Pancreatic and peripancreatic lymph nodal tuberculosis can present with a wide spectrum of symptoms. These include upper abdominal pain, pyrexia of unknown origin, obstructive jaundice mimicking pancreatic carcinoma, acute pancreatitis, pancreatic abscess refractory to antibiotics, massive gastrointestinal hemorrhage due to duodenal wall erosion, splenic vein thrombosis, chronic pancreatitis and non-specific symptoms with weight loss [2]. There are reports involving pancreatic resections due to the fact that malignancy cannot be excluded preoperatively [5].
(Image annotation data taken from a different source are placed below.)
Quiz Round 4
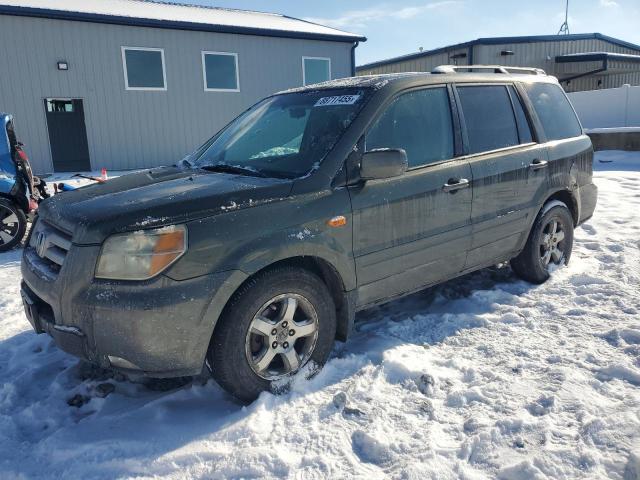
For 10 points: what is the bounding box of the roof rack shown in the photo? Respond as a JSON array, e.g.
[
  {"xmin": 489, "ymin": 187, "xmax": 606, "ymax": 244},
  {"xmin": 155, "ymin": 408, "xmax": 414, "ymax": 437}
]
[{"xmin": 431, "ymin": 65, "xmax": 546, "ymax": 75}]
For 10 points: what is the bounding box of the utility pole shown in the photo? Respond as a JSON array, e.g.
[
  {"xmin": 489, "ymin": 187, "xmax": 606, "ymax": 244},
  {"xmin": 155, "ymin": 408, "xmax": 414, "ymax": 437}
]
[{"xmin": 558, "ymin": 0, "xmax": 569, "ymax": 35}]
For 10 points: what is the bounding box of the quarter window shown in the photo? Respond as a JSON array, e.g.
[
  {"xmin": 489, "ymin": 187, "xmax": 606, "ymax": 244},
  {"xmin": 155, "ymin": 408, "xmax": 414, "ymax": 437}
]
[
  {"xmin": 302, "ymin": 57, "xmax": 331, "ymax": 85},
  {"xmin": 122, "ymin": 47, "xmax": 167, "ymax": 90},
  {"xmin": 366, "ymin": 87, "xmax": 453, "ymax": 167},
  {"xmin": 508, "ymin": 85, "xmax": 533, "ymax": 143},
  {"xmin": 202, "ymin": 52, "xmax": 240, "ymax": 92},
  {"xmin": 525, "ymin": 83, "xmax": 582, "ymax": 140},
  {"xmin": 458, "ymin": 85, "xmax": 520, "ymax": 154}
]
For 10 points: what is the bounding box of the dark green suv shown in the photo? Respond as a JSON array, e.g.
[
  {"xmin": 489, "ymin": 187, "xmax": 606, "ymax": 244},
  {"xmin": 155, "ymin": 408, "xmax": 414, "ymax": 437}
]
[{"xmin": 22, "ymin": 67, "xmax": 597, "ymax": 400}]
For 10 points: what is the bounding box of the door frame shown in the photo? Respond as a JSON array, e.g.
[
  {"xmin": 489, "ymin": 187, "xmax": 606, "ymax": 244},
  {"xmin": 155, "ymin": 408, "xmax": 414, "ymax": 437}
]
[{"xmin": 40, "ymin": 96, "xmax": 93, "ymax": 172}]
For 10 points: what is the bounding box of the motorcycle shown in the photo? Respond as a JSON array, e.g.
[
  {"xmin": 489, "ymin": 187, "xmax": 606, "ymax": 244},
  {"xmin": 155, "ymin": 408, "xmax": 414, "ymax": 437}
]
[{"xmin": 0, "ymin": 113, "xmax": 49, "ymax": 252}]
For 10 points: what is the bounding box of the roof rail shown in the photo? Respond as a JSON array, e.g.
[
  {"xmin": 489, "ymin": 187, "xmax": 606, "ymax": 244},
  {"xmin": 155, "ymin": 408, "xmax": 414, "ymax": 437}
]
[{"xmin": 431, "ymin": 65, "xmax": 546, "ymax": 75}]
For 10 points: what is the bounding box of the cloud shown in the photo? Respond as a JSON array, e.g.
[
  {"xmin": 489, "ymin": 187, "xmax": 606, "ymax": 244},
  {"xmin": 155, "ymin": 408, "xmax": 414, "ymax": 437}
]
[{"xmin": 305, "ymin": 0, "xmax": 460, "ymax": 28}]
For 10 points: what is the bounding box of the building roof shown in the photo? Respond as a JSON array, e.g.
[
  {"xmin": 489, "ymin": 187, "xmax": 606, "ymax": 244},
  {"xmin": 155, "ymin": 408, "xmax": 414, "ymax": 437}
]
[
  {"xmin": 0, "ymin": 0, "xmax": 366, "ymax": 42},
  {"xmin": 358, "ymin": 33, "xmax": 640, "ymax": 70},
  {"xmin": 556, "ymin": 52, "xmax": 640, "ymax": 63}
]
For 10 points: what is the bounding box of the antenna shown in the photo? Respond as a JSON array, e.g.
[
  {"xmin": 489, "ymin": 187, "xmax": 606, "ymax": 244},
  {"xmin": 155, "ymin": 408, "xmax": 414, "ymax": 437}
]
[{"xmin": 558, "ymin": 0, "xmax": 569, "ymax": 35}]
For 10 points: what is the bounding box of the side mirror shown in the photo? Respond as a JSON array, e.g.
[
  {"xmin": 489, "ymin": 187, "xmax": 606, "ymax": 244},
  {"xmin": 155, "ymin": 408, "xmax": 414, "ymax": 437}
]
[{"xmin": 360, "ymin": 148, "xmax": 409, "ymax": 180}]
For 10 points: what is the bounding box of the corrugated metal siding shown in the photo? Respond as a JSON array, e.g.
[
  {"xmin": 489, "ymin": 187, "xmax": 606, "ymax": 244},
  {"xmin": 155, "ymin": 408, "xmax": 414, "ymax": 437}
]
[
  {"xmin": 0, "ymin": 15, "xmax": 351, "ymax": 173},
  {"xmin": 358, "ymin": 39, "xmax": 640, "ymax": 92}
]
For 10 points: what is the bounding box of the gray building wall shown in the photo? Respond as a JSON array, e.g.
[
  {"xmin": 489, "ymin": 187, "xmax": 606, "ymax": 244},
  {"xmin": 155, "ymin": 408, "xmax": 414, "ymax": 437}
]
[
  {"xmin": 0, "ymin": 15, "xmax": 352, "ymax": 173},
  {"xmin": 357, "ymin": 38, "xmax": 640, "ymax": 92}
]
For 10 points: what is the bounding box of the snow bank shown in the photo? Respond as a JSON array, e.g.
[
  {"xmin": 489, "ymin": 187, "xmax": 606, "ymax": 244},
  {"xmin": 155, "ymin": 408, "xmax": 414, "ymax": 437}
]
[{"xmin": 0, "ymin": 152, "xmax": 640, "ymax": 480}]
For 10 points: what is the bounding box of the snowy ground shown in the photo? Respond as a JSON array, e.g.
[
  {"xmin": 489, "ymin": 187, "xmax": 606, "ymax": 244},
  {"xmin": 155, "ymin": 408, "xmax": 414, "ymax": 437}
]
[{"xmin": 0, "ymin": 152, "xmax": 640, "ymax": 480}]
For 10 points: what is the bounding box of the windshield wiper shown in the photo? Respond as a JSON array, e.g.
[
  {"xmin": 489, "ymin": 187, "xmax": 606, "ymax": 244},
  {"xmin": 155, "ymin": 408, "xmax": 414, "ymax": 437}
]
[{"xmin": 200, "ymin": 163, "xmax": 267, "ymax": 178}]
Diagnosing pancreatic tuberculosis is often difficult. It may present as complex cystic lesions which mimic cystic neoplasms of the pancreas. The cystic nature and enhancement of the wall with contrast suggest a central necrosis [7]. Histopathological or microbiological evaluation can confirm the etiology [8]. With the advent of ultrasound, CT scan and endoscopic ultrasound (EUS), guided aspiration and definitive tissue diagnosis is feasible. Image-guided FNA biopsy of the pancreas, a safe procedure, has an overall sensitivity of 64-98%, specificity of 80-100% and positive predictive value of 98.4-100% [9]. An EUS is today considered as the most suitable investigative tool for differentiating a benign from a malignant pancreatic lesion. It provides an accurate and safe diagnosis without the risk, cost and time delay involved in open biopsy or laparotomy. In a study by Volmar et al. [10], a logistic regression analysis showed that, for lesions less than 3 cm, EUS-guided FNA had a higher accuracy than US or CT guided-FNA and no significant difference was seen for larger lesions or for the number of FNA passes. Tumor seeding along a needle tract is an established complication of the percutaneous sampling of pancreatic masses under CT or transcutaneous US guidance. The risk of peritoneal carcinomatosis is lower with EUS-guided FNA as compared to transcutaneous sampling methods, which is a definitive advantage [11]. In our patient, an EUS-guided FNA/biopsy of the peripancreatic bed would have clinched the diagnosis. When not available, expensive investigations like CECT and MRI with guided biopsy have to be resorted to. Confirmed tissue diagnosis of the supraclavicular lymph node obviated the need for a histological confirmation of tuberculosis in the peripancreatic bed.